Mom- and pop- investors led purchases of U.S. equities during the month, while institutional investors such as hedge funds sold off assets, according to fresh data from Bank of America.
BofA’s retail clients were the biggest dip-buyers last month, posting inflows into stocks in each of the last four weeks. January inflows are typically led by retail clients following tax-loss selling, BofA noted, while institutional clients pour in during November and December after mutual funds' October 31 deadline for recognizing gains or losses.
"'Buy the dip' has been a strategy that's worked since there have been markets," Interactive Brokers chief strategist Steve Sosnick told Yahoo Finance Live. "You know, a lot of investors have been trained to realize that buying the dip works."
Federal Reserve anxiety has made for a volatile January for equity markets, with Wall Street’s major benchmarks rounding the month out in negative territory as traders adjust to the reality of a more aggressive central bank and a quicker pace of interest rate hikes than initially anticipated. The S&P 500 posted a negative return of 5.26% for the first month of the year — its biggest monthly drop since March 2020 and weakest January since 2009 — while the Nasdaq Composite narrowly avoided its worst-performing January on record after a loss of 8.98% for the month.
Stocks whipsawed last week after remarks from Fed Chair Jerome Powell following the central bank's two-day policy-setting meeting that strongly signaled a liftoff on interest rates to above their current near-zero levels was likely to come in March as policymakers look to tighten financial conditions amid a backdrop of surging inflation.
The S&P 500 tiptoed into correction territory last last week as investors mulled the hawkish policy shift but rallied into Friday to end 0.8% up for the full week.

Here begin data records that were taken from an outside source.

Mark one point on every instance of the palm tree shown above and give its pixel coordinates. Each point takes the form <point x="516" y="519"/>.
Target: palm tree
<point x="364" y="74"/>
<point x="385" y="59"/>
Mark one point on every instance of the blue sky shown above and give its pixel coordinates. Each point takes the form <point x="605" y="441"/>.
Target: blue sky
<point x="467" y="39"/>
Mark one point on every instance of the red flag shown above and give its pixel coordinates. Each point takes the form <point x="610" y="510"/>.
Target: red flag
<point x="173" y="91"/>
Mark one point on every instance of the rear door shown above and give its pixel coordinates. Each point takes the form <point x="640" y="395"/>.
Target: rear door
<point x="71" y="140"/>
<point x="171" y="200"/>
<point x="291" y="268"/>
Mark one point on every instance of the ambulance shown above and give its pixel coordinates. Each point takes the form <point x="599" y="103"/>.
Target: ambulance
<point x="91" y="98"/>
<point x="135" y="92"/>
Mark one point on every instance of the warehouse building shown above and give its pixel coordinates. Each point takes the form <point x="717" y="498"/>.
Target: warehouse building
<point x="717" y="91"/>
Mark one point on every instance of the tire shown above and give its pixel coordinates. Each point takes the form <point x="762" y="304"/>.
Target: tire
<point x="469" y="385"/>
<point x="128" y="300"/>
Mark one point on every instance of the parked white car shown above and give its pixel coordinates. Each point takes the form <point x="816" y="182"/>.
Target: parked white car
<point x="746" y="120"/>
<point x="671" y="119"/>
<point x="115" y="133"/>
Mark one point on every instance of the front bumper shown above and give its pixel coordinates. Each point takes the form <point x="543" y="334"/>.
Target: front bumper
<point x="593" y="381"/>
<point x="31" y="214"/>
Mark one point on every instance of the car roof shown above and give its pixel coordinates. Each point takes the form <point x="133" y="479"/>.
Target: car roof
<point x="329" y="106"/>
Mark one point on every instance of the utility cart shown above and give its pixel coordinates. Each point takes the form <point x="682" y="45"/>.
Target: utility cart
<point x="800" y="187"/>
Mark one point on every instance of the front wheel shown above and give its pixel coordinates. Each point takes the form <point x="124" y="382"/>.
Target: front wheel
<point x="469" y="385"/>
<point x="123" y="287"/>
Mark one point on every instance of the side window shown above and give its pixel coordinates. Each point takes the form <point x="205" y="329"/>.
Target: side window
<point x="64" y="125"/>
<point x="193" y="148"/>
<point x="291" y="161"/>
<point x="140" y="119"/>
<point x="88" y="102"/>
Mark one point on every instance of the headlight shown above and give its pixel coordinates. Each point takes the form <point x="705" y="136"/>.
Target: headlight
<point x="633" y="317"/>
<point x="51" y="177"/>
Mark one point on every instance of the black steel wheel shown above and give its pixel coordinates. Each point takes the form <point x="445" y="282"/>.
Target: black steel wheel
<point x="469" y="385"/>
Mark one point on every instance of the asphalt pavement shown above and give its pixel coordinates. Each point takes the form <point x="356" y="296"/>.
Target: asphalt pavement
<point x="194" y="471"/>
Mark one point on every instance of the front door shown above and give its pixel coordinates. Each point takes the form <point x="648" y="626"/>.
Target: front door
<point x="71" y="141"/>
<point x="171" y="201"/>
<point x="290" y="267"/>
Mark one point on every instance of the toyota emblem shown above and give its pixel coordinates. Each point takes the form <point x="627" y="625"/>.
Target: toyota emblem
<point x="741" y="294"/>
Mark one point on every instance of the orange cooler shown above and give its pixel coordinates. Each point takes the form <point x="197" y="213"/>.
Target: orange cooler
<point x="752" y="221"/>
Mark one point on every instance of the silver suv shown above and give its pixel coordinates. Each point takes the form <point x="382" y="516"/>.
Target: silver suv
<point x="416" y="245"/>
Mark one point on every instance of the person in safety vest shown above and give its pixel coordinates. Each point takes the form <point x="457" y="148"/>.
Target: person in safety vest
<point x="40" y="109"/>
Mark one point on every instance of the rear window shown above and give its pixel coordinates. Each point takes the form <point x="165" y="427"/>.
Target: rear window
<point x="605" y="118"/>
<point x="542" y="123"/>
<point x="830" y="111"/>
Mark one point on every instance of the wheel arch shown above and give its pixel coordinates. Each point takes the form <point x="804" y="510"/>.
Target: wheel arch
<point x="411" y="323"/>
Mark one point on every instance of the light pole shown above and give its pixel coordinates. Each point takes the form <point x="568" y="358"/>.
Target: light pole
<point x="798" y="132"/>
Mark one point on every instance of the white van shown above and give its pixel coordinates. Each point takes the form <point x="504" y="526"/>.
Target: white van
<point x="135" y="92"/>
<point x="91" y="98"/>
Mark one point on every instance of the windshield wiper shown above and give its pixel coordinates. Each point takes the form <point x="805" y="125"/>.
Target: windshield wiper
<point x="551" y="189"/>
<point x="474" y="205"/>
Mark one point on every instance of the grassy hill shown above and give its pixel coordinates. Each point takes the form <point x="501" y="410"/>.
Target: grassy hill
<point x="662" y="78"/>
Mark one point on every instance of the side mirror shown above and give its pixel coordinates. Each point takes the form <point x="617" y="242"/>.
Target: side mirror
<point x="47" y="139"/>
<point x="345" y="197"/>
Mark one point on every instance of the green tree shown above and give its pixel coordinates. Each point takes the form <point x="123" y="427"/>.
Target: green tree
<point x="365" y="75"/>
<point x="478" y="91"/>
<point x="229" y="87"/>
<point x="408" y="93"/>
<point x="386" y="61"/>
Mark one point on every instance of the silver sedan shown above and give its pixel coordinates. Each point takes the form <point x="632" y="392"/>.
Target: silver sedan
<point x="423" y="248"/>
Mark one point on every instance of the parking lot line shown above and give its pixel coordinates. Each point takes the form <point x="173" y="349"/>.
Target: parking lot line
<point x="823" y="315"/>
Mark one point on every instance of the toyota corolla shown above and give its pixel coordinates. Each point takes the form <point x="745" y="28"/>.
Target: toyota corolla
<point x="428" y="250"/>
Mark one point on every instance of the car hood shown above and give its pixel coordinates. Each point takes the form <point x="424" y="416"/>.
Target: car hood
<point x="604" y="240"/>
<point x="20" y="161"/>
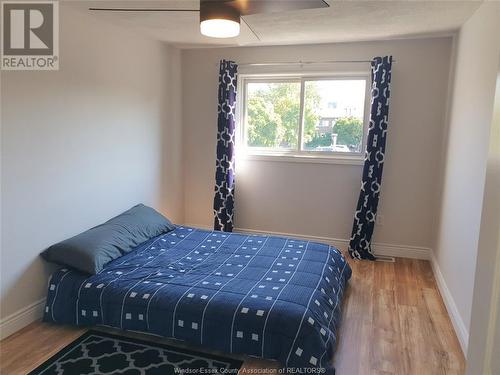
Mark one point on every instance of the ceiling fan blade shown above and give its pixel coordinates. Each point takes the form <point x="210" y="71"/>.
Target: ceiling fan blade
<point x="246" y="7"/>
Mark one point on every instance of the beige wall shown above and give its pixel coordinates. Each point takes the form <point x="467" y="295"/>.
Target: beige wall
<point x="456" y="248"/>
<point x="83" y="144"/>
<point x="485" y="320"/>
<point x="319" y="199"/>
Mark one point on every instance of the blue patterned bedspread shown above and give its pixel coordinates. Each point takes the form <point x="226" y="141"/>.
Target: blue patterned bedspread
<point x="270" y="297"/>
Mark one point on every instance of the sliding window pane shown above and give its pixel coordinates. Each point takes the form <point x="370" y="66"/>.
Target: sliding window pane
<point x="273" y="113"/>
<point x="333" y="118"/>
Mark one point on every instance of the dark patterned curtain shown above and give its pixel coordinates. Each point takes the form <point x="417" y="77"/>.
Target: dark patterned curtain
<point x="224" y="174"/>
<point x="366" y="210"/>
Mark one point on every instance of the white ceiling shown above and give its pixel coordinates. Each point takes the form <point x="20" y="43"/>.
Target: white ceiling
<point x="343" y="21"/>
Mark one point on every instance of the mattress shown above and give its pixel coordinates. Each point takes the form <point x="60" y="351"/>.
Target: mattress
<point x="265" y="296"/>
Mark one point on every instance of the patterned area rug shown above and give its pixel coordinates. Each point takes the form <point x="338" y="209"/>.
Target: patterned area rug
<point x="102" y="353"/>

Bank of America reported broad-based buying of the dip in its report, indicating that clients purchased both ETFs and single stocks last week and were buyers of equities across all three size segments. Clients buying the dip in U.S. equities recorded $5.5 billion in total flows to stocks, the largest sum since late November and eighth largest since 2008, per Bank of America’s data.
Despite a turbulent month, history supports the notion that buying stocks after major plunges has paid off. Research from Goldman Sachs that examines data going back to 1950 showed an investor buying the S&P 500 10% below its high, regardless of whether it was the trough, would have netted a median return of 15% over the next 12 months.